— Опухоль удалена, но есть метастазы! — красочно выражался он.
О метастазах говорилось неоднократно, а вслед за тем рассказывался деревенский анекдот:
— Был у соседа поросенок и ходил к моему дедушке на огород. Вот дед и решил забить дырку в заборе. Приходит с досками, а поросенок тут как тут. «Пасись, пасись, сказал дед, это уже будет в последний раз!»
Закончив эту бесхитростную историю, Саарман моргал блекло-голубым глазом и подсвистывал в высшей степени загадочно. А если присутствовал Давид Маркович, то обращался к нему:
— Когда будете забивать дырку, позовите и меня. А пока пусть пасется, это уже в последний семестр... У меня пелена упала!
Давид Маркович отмалчивался. Муся сердилась:
— Это хорошо, Саарман, что вы перестали ходить по кафедре, как лунатик, но ваши шуточки действуют мне на нервы, у вас стиль плохой.
Саарман не обижался, подмаргивал, но когда выяснилось, что разделение кафедр и конкурс будет наверное, он принес свой знаменитый портфель и заставил Давида Марковича себя выслушать. При первых же словах Гатеев поднялся и подошел ближе. Сильвия и Муся насторожились.
— Здесь у меня небольшое исследование. Я собрал в архиве рецензии одного человека на курсовые работы — за последние четыре года, а также некоторые другие материалы. Этот человек быстрыми шагами идет к бесславному концу... Вернее — этот доцент!
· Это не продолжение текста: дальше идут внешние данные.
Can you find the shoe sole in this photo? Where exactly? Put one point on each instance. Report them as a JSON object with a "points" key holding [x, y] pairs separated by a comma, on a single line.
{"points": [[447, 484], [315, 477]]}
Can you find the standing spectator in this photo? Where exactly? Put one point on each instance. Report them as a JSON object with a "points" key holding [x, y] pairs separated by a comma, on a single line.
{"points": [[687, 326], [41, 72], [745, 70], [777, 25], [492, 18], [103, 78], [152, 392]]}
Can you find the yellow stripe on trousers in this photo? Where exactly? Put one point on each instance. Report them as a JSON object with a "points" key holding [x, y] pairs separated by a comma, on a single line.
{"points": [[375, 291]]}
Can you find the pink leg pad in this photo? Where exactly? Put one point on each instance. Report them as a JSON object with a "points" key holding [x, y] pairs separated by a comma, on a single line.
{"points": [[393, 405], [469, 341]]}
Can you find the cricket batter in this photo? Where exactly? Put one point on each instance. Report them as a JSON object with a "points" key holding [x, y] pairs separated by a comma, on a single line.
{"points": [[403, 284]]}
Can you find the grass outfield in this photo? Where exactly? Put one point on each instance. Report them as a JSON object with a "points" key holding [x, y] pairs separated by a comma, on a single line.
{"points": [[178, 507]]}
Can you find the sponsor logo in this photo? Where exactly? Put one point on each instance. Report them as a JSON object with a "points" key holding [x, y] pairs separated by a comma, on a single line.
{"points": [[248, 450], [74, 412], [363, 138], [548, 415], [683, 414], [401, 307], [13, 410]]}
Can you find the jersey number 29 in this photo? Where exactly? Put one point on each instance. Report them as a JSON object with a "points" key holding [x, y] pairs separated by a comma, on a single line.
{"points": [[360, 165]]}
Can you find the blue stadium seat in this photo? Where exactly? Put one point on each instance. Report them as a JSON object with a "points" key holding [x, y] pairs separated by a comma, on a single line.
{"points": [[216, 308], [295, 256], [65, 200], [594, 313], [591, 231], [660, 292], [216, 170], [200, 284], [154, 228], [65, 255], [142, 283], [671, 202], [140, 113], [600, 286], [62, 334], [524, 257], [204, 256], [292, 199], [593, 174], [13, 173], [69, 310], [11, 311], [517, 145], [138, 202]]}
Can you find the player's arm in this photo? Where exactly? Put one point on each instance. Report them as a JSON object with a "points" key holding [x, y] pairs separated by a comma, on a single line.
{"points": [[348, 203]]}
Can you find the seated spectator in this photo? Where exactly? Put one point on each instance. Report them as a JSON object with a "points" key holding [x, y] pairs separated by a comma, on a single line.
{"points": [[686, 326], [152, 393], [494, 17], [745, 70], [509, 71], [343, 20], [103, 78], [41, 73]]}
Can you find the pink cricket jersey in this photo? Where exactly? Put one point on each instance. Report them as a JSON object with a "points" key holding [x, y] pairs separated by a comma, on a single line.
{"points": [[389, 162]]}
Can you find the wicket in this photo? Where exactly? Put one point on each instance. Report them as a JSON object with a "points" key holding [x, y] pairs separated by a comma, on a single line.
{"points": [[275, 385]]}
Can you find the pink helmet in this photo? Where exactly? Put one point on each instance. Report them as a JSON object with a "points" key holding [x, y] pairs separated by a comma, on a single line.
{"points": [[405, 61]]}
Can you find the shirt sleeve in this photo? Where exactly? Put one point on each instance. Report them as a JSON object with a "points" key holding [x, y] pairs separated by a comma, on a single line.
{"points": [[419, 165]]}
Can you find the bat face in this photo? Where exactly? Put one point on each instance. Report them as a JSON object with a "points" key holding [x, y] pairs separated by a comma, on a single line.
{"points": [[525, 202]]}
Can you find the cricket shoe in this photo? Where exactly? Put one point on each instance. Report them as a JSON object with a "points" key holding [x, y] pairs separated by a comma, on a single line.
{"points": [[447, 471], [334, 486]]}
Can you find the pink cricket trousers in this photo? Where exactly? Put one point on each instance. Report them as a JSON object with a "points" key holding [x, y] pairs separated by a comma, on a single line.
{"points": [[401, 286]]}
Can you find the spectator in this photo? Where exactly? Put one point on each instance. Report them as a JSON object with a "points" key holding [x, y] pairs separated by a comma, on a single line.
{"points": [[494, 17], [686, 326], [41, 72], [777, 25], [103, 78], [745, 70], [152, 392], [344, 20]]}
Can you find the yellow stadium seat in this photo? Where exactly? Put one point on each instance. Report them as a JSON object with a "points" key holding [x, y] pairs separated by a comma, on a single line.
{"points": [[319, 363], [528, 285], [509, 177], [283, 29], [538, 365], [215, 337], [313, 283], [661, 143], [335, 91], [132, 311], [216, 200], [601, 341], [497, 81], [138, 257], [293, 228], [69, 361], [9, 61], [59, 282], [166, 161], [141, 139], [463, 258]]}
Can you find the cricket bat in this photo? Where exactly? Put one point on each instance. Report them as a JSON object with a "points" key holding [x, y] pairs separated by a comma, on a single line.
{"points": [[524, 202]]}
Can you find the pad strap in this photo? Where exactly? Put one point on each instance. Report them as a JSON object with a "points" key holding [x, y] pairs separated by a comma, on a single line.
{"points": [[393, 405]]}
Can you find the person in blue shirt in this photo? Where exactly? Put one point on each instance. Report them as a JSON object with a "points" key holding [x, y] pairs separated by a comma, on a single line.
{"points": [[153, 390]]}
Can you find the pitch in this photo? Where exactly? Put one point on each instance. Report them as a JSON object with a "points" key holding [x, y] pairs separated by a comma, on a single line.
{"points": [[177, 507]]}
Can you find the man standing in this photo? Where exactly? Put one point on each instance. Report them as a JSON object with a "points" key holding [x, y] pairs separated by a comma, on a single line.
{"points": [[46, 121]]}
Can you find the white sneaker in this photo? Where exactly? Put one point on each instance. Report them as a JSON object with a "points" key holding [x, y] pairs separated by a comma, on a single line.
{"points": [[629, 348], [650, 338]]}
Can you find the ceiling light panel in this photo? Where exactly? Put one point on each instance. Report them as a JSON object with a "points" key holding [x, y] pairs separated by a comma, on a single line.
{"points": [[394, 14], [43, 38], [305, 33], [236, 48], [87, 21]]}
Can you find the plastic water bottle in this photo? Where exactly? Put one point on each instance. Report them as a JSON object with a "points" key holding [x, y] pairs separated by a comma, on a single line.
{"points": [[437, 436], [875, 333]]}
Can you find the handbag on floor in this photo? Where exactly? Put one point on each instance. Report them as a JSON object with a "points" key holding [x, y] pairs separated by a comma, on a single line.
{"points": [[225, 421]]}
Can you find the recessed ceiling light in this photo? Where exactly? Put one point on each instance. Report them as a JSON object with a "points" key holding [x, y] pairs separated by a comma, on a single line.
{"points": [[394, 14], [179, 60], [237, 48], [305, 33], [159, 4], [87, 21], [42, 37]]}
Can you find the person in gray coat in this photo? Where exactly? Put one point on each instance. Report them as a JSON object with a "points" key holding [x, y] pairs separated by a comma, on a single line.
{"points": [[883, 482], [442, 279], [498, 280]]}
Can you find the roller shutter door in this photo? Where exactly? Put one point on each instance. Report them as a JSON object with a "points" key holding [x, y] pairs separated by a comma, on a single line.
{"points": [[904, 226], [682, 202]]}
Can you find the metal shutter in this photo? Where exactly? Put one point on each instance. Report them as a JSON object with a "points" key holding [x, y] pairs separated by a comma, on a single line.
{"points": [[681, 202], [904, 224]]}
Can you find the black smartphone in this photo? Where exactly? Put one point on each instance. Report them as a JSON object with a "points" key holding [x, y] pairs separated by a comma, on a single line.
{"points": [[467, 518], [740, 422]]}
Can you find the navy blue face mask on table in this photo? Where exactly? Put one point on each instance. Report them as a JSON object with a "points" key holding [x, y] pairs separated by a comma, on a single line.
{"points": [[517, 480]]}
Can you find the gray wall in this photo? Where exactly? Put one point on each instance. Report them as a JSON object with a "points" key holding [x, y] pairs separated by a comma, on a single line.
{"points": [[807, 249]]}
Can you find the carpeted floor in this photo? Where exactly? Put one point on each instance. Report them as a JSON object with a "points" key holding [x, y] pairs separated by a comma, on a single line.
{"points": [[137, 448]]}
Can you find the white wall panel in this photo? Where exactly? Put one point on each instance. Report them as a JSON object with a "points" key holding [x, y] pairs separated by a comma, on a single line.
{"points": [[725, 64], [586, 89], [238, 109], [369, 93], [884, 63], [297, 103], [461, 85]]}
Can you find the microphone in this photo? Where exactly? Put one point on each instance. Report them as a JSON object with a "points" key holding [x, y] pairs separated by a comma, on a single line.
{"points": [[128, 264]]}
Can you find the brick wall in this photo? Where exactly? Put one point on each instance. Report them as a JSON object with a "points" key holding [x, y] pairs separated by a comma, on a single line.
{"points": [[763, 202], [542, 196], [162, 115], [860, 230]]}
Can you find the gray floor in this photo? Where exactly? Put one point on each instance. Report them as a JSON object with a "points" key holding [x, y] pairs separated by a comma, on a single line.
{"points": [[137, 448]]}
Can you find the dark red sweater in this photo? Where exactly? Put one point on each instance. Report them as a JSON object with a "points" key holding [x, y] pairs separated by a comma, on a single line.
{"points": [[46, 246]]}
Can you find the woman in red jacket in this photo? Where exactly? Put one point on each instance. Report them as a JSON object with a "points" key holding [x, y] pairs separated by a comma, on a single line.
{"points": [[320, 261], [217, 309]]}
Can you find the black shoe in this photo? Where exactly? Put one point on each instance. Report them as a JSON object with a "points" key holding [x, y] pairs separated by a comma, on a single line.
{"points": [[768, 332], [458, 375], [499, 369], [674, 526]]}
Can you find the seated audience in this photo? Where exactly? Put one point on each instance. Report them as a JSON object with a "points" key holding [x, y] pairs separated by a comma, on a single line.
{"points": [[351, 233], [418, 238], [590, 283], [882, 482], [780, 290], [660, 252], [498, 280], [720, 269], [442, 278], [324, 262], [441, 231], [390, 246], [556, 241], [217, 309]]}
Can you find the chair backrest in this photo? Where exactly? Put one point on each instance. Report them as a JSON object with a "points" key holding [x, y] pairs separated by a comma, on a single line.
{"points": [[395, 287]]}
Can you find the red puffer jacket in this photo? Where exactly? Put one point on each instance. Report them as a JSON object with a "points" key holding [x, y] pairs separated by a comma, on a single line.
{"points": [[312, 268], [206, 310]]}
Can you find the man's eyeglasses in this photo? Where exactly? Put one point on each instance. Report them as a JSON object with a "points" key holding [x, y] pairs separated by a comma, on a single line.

— Вот! — воскликнула Муся. — Никто никогда не смотрит, что там у доцентов понаписано по мелочам. Доцент — и все!
— Я говорю только о данном доценте, — вежливо сказал Саарман. — Мое исследование озаглавлено таким образом: «Псевдонаучные утверждения, а также ляпсусы доцента Икс»... Как вы думаете, товарищи, следует ли еще до конкурса предупредить доцента Икс о том, что существует это исследование?
Страшный скрежет послышался из недр ремингтона — об Эльвире Петровне-то все забыли. Саарман оглянулся, вынул платок, стер последние клочки пелены с глаз и сказал:
— О дальнейшем, впрочем, мы переговорим завтра, так как сейчас я должен идти в морг, то есть, виноват, в кабинет судебной медицины к заочникам.
— Несерьезно как-то... — пробормотал Гатеев после его ухода. Давид Маркович пожал плечами.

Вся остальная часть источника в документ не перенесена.